The disadvantage of plethysmography is that WNND is usually not fatal in human patients, so other assays are necessary to measure more common neurological deficits. Since poliomyelitis-like disease and motor function deficits are well documented in some arbovirus-infected patients, tools to neurologically monitor motor function deficits in rodent models is important, if not necessary, to discover the physiological mechanisms of this deficit. Tools such as EMG and optogenetic photoactivation will be important to pre-clinically evaluate candidate therapeutics (Table 2). Since mortality is

not a surrogate readout to monitor limb motor deficits (Morrey et al., 2010, Morrey et al., 2008b and Siddharthan et al., Stem Cell Compound Library research buy 2009), these neurological tools are probably essential for pre-clinical development of therapeutics. Such studies will also

solidify the value of current clinical tests of motor function. Optogenetic photoactivation of motor neurons in the spinal cord is our favored experimental assay by us for measuring motor deficits responsible for limb weakness, paresis, or paralysis. The procedure essentially has two components: optogenetic stimulation find more and EMG readout. The main advantage of the optogenetics approach is the accuracy, exquisite sensitivity, and quantitative measurements of subclinical limb weakness to overt paralysis. EMGs are relatively straightforward to perform. The disadvantages are that the procedure requires transgenic mice expressing channel rhodopsin in motor neurons,

surgical expertise, specialized training in optogenetics, and assembly of specialized instruments. The alternative for measuring motor deficits is motor unit number estimation (MUNE), which is multiple EMG measurements of limb muscle at sequentially different levels of voltage stimulation of the nerves innervating the muscle, but it is difficult to perform, subjective, employs custom-assembled HA-1077 clinical trial instrumentation and software, and is best performed only in hamsters as opposed to mice. Surgically implanted radiotelemetry chips have proven to be useful to experimentally monitor autonomic function by HRV, ECG cardiac function, temperature, and activity levels. They might be useful for measuring loss of circadian rhythm, but further studies are necessary to confirm loss of circadian rhythm. Chips designed to measure blood pressure, however, involve difficult surgical procedures that limit their utility. These basic physiological studies may help to investigate autonomic dysfunctions in patients and may serve to better clinically manage the disease using currently available clinical tests.

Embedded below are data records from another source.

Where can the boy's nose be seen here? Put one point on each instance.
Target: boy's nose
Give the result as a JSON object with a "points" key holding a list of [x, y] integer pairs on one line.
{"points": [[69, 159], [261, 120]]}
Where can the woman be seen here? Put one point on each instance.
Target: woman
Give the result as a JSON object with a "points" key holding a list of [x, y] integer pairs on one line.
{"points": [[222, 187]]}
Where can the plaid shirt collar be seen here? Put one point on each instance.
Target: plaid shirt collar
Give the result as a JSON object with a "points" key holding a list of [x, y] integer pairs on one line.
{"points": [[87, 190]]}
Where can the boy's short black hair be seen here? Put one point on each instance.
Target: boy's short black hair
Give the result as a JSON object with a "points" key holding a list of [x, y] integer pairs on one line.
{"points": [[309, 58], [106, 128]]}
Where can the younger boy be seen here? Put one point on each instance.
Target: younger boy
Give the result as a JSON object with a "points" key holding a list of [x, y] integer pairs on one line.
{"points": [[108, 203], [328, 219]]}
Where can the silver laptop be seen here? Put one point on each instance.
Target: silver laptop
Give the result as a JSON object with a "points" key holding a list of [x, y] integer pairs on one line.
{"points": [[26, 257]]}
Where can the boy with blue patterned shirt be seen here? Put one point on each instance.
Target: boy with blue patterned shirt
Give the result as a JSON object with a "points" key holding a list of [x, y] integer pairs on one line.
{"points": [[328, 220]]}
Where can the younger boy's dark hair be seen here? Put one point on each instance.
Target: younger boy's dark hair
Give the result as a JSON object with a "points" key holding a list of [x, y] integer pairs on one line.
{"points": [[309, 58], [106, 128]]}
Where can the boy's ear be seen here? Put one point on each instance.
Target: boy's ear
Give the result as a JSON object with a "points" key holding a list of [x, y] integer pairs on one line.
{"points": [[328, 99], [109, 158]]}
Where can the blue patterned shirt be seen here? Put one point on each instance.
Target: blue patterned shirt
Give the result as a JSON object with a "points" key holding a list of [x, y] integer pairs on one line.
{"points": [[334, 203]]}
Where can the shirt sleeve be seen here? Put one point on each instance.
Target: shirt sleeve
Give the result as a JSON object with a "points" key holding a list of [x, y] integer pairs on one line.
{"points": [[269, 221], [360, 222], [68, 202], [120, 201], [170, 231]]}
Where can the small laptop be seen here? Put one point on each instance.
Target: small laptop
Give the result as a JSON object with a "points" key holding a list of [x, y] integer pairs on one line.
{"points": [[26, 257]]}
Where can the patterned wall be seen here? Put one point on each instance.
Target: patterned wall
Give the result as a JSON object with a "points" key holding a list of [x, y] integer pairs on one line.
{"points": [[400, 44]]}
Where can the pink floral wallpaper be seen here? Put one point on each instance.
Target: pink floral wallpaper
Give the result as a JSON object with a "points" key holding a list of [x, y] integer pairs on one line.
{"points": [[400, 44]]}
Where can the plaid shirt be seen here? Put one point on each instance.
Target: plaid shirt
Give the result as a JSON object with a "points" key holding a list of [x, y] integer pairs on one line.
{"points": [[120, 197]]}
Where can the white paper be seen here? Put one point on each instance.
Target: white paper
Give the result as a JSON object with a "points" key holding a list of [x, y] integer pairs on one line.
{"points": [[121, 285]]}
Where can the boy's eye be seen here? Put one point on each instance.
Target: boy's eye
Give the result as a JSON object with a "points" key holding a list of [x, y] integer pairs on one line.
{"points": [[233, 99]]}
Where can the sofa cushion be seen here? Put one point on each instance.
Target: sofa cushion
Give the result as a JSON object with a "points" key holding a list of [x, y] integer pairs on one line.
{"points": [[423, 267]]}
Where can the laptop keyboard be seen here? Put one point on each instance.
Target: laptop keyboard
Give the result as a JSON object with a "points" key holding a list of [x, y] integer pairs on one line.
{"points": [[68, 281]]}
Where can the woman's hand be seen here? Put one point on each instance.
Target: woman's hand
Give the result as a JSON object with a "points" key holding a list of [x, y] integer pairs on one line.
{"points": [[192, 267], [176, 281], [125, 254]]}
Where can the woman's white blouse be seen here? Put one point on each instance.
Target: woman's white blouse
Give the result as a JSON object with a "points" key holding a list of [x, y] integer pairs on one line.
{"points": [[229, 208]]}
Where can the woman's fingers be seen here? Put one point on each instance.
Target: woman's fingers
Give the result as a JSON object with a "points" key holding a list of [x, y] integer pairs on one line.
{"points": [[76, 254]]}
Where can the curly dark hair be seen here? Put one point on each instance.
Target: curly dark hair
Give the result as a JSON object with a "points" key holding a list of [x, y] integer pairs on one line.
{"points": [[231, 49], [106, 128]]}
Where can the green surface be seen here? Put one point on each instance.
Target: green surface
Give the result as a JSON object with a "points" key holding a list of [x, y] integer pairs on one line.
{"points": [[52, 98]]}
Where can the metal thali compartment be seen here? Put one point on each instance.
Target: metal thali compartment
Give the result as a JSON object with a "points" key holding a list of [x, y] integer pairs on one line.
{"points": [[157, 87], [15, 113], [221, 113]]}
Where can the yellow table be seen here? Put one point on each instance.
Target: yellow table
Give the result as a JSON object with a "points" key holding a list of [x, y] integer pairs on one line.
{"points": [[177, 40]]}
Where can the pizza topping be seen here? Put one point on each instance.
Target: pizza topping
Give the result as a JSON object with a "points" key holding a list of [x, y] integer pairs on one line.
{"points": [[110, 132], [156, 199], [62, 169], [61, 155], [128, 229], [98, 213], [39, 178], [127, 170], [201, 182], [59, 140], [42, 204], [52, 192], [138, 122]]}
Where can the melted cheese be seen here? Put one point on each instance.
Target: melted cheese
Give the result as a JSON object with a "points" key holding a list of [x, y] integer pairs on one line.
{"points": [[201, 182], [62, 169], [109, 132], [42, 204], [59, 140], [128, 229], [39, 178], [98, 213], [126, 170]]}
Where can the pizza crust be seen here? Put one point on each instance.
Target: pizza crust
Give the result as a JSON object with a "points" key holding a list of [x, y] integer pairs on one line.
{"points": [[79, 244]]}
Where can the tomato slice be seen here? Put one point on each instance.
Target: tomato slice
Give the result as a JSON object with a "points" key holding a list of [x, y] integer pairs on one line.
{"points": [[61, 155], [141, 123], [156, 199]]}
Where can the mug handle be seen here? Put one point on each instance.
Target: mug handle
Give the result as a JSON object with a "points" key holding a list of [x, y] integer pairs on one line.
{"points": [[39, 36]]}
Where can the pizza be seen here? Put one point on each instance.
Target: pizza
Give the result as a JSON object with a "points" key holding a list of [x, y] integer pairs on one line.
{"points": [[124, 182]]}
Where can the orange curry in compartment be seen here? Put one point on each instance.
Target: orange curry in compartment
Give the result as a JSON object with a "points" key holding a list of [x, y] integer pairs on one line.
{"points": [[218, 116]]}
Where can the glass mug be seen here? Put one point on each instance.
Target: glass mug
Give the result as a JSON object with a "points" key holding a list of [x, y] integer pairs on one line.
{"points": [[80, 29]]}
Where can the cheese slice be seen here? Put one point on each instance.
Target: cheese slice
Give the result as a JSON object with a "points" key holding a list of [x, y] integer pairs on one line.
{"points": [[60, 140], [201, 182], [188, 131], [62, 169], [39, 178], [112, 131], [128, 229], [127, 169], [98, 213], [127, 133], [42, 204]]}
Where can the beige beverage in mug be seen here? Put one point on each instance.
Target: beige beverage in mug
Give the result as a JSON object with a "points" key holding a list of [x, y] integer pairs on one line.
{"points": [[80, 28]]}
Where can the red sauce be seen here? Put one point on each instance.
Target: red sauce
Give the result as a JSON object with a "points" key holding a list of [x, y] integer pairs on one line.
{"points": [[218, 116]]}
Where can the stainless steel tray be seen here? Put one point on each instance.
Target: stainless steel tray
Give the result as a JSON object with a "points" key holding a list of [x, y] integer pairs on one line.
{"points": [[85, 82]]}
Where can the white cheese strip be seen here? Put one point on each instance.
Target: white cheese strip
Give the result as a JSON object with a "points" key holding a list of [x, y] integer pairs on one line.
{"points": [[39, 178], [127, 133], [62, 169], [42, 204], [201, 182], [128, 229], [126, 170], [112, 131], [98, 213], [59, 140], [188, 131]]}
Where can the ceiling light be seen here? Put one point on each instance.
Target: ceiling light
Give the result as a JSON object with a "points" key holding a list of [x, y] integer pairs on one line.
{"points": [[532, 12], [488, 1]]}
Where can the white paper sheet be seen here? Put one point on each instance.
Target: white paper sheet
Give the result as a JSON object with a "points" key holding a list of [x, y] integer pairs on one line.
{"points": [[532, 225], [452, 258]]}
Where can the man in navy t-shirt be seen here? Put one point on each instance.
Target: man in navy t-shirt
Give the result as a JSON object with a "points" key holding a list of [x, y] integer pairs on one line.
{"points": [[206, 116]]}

Additional risk factors for HC include donor origin, NCCR (non-coding control region) viral mutants,

treatment with anti-thymocyte globulins and type of conditioning. All these factors may influence the response to adjuvant therapies. It has been shown that CDV does not affect early steps of PyV replication such as receptor binding and entry (Bernhoff et al., 2008). Neither initial transcription nor expression of the LT-ag was impaired by CDV. However, the drug reduced MLN0128 ic50 intracellular BKPyV DNA replication by >90% while at equivalent concentrations a reduction of cellular DNA replication and metabolic activity of 7% and 11%, respectively, in uninfected human renal tubular cells was found. Furthermore, BKPyV infection increased cellular DNA replication to 142% and metabolic activity to 116%, respectively, which were reduced by CDV to levels of uninfected untreated cells. Our laboratory Screening Library selected SV40 mutants resistant to CDV, following growth of the virus in increasing drug-concentration in the Monkey African green kidney epithelial cell line BSC-1. This system was used because the entire lytic replicative cycle of SV40 is accomplished. CDV-resistant viruses bear

mutations in the ORI and helicase domains of the LT-ag, indicating that the helicase activity required for viral DNA unwinding during replication may be affected by CDV (our unpublished data). Further research is required to prove that the helicase/ATPase activity of the LT-ag is affected by Erythromycin CDV and/or its metabolites. Interference with the helicase/ATPase activity of the LT-ag may explain the activity of CDV during PyV productive infection but not against PyV-induced tumors. Liekens and collaborators reported the activity of CDV against cerebral hemangiomas induced following intraperitoneal inoculation of newborn rats with mouse PyV (Liekens et al., 1998). The drug was able to completely suppress hemangioma development even when applied 3 days following viral inoculation and resulted in 40% survival and delay in tumor-associated

mortality when treatment started at the time cerebral hemangiomas were macroscopically visible (i.e. 9 days post-viral infection). Infectious virus or viral DNA were not detected in the brain of the infected animals at any time post-infection, indicating that there was not viral replication in mouse PyV-infected rats and that an antitumor effect of CDV should be responsible for the activity of the drug in this model. A similar mode of action was postulated to explain the efficacy of CDV on the growth of hemangiosarcomas in mice originating from PyV-transformed (PV/2b/35) cells which do not produce infectious virus but express the viral T antigen (Liekens et al., 2001). CDV was also found to induce apoptosis in the hemangiosarcomas.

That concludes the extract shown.